I recently worked with the employee of a client, and I noticed that this employee did a fantastic job of working with a customer. Consultants are known for identifying areas that need improvement, so I always highlight when I notice that my clients and their employees get it right. I sent the employee a quick message that her approach and subsequent outcome was amazing, and she should emulate that same approach with another customer in the future. She responded, “Thanks! Be sure to tell my boss!” Followed very quickly by, “J/K! Ha, ha, ha.”
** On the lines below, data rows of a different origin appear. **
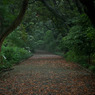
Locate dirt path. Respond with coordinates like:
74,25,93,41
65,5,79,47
0,51,95,95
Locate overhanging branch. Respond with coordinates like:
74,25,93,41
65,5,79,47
40,0,66,21
0,0,29,44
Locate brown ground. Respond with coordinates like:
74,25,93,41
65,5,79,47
0,50,95,95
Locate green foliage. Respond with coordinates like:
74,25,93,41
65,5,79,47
34,40,45,49
64,50,88,64
88,66,95,72
2,46,31,64
0,23,33,71
59,14,95,72
0,63,12,71
0,0,95,73
44,30,56,52
0,46,31,71
0,0,21,28
82,63,89,68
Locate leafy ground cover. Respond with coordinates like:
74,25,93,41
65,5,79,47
0,51,95,95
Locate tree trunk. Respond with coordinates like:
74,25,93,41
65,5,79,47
0,0,29,63
0,0,29,51
0,0,29,40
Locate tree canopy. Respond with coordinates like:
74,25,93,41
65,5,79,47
0,0,95,72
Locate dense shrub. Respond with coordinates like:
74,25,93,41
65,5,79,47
2,46,32,64
0,46,32,71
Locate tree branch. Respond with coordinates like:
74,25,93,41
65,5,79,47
40,0,66,21
0,0,29,47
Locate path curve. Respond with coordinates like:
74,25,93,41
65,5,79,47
0,51,95,95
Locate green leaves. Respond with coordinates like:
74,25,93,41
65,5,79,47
1,46,31,65
86,27,95,40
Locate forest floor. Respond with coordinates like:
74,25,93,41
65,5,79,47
0,50,95,95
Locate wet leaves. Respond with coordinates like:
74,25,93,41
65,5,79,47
0,52,95,95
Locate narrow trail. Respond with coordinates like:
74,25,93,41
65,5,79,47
0,50,95,95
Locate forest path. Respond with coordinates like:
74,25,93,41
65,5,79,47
0,50,95,95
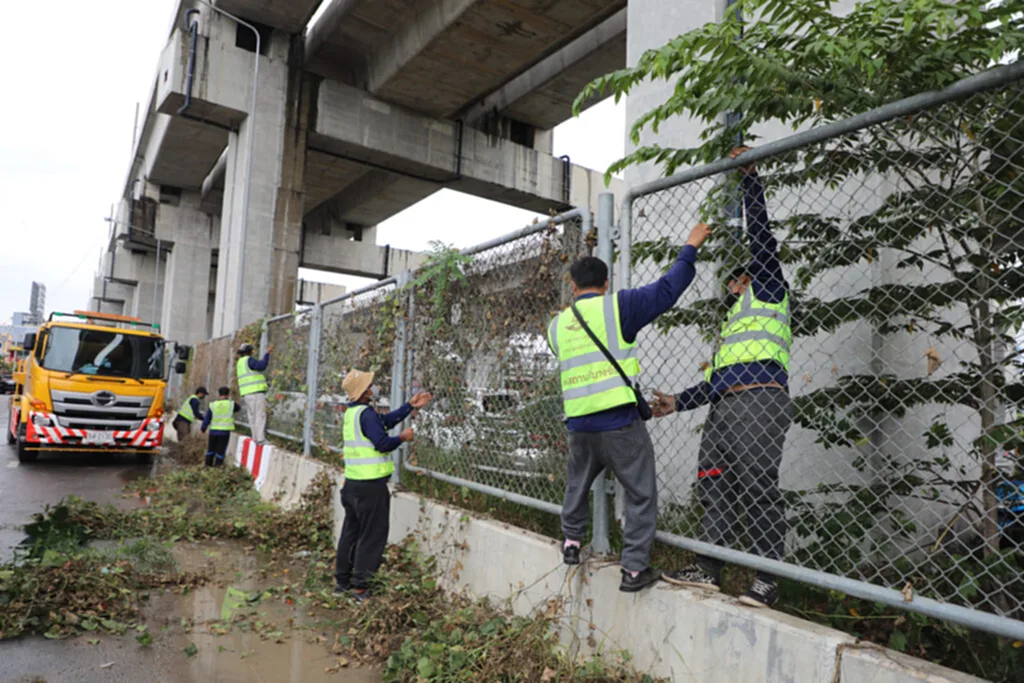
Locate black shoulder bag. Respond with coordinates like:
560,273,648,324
570,302,652,421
J/K; just kidding. Her response to highlight the quality of her work to her boss is not uncommon, and neither is her insecurity over her desire for management to hear she does her job well. Studies indicate that as many as 85% of employees don’t feel valued. This is not surprising, as management is busy. Considering the litany of things managers have to get through on any given day, stopping to notice the quality of your daily performance probably isn’t one of them. Yet, management wants to know you are the star-performer they assessed when they made the decision to hire you; it’s their affirmation that they make decisions that add value, and it gives them the opportunity to praise or reward you. So don’t just sit there; tell management you’re awesome. Here are three tips for communicating your value to your supervisor without becoming the office narcissist:
1. Know how your supervisor likes to communicate. Is she an e-mail person? Does she prefer in person meetings? Should you create a PowerPoint presentation, or does her heart skip a beat when she sees a spreadsheet? Communicating your value in a way that your supervisor responds to is key in getting your message through successfully.
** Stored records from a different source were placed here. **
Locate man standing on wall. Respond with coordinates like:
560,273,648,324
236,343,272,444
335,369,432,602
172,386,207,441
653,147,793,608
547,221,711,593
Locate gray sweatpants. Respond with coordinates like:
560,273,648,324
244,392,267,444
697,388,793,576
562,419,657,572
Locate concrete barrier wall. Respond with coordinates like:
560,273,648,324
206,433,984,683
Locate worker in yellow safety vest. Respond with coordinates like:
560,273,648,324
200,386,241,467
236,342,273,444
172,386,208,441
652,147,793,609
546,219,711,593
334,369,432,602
2. Share your accomplishments outside of your evaluation. Many employees will wait until their evaluation to try to discuss their performance with a supervisor. This is often too late in the process, as many supervisors will have already filled out an evaluation of your performance prior to meeting with you. Instead, share your accomplishments from the time your evaluation is completed, until you next one begins.
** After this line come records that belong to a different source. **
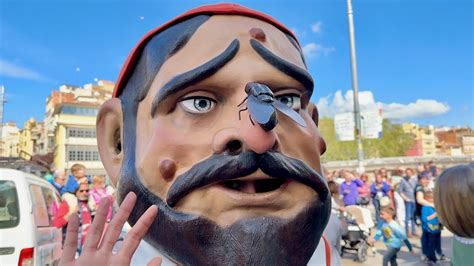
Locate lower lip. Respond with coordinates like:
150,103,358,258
212,179,292,206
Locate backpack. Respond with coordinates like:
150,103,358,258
414,184,423,220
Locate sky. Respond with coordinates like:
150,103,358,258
0,0,472,128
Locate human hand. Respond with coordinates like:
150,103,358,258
367,238,374,245
78,177,88,184
59,192,161,266
409,250,415,255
3. Small endeavors equal big outcomes. It’s easy to focus on the end product, but there are a lot of things that need to go right before there’s a positive end result. Everything you do prior to the outcome has an effect, and most of what you do is positive. Make sure your boss remembers that. Forward her e-mail chains where clients praise your work under the ruse “another happy client!”; ask for a 5 minute “update meeting” to give her the latest on where a project stands, and share two or three key problems you’ve navigated along the way; or leave the latest draft of that big presentation on her chair with tabs, flags, and notes throughout highlighting your decisions, like “changed this due to X”, or “adjusted these numbers to match Y.”
There’s a big difference between bragging and raising awareness. Establishing a regular pattern of communicating your accomplishments to management will leave you, and your supervisor, feeling great about your performance and your future.